Mantan Wakil Gubernur Jawa Barat itu menyebut peran bimbingan konseling di era keterbukaan informasi seharusnya lebih ditingkatkan. Dede menilai, bimbingan atau pendampingan konseling tak hanya bisa dilakukan oleh guru semata, tapi juga dapat dibantu oleh siswa-siswa yang tertarik dalam bidang psikologi dan telah mendapat pelatihan.
“Perlu diberikan pelatihan konseling dari psikolog agar memberikan pelatihan dasar kepada siswa-siswa yang tertarik menjadi relawan-relawan konselor,” jelasnya.
“Karena anak-anak ini kalau punya masalah nggak mau melaporkan kepada guru, dia maunya ngobrol dengan sesama temannya. Jika diam dan tidak berbicara maka bullying akan terus terjadi, harus ada teman yang diajak bicara,” sambung Dede.

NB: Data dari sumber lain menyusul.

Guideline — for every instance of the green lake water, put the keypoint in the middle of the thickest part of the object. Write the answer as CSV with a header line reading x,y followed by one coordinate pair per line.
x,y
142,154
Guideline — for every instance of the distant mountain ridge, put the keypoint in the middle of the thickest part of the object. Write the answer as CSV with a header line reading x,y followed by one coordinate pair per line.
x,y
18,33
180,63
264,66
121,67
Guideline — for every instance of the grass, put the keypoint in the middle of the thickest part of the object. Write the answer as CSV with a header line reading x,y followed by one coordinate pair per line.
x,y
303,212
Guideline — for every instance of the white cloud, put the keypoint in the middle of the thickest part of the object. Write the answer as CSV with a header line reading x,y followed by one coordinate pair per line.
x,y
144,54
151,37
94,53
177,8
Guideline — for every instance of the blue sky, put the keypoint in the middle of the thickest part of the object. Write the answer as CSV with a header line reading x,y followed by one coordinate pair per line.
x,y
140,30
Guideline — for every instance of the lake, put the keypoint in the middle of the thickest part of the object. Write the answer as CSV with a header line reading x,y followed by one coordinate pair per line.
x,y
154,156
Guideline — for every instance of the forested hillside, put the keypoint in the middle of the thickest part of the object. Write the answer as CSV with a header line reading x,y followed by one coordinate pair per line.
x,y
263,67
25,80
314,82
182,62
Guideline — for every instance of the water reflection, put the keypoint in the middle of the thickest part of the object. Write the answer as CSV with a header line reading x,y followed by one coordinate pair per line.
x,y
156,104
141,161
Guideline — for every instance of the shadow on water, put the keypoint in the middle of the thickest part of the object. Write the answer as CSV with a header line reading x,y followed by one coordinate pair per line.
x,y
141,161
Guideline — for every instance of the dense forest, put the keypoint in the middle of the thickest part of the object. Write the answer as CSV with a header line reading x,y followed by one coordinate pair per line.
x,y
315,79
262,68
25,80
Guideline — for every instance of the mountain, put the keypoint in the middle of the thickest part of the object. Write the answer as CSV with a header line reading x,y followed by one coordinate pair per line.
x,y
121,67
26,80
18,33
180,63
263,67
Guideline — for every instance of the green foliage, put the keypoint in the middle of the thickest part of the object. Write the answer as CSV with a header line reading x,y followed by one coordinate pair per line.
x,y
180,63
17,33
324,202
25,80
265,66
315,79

Dia menilai korban perundungan memiliki sisi traumatis yang memungkinkan adanya tindakan murung atau malah pembalasan yang mungkin di luar nalar manusia. Untuk itu, kata Dede, perundungan harus diantisipasi karena hal ini merupakan permasalahan serius.
“Yang saya lihat anak-anak korban perundungan yang terbebankan. Katakanlah korban itu bisa menjadi trauma, bisa juga akhirnya membalas,” ungkapnya.
Dede mengatakan, kejadian bullying atau perundungan kerap terjadi akibat tiga hal. Pertama karena adanya keterbukaan informasi media sosial yang luas sehingga menimbulkan persepsi bahwa melakukan hal tersebut memiliki kesan hebat dan keren.
“Tentunya peran dari pada informasi yang ataupun kita sebut saja media sosial, pemberitaan TV yang cendrung membuat bullying itu menjadi justifikasi sehingga anak-anak melihat kok keren deh kita bisa melakukan bullying kepada orang lain,” jelas Dede.
Selanjutnya yang kedua, ialah karena fungsi pengawasan dilakukan oleh dua pihak yakni guru dan orang tua. Menurut Dede, saat ini tidak ada kolaborasi yang tepat antara guru dan orang tua dalam memperhatikan tumbuh kembang anak.
“Kita melihat sekarang hubungan orang tua dengan guru ini semakin kurang terjadi karena berbagai faktor. Seolah-olah kalau orang tua menitipkan anak di sekolah maka itu sudah menjadi tugas sekolah, padahal kan pendidikan karakter dimulai dari rumah,” papar Legislator dari Dapil Jawa Barat II ini.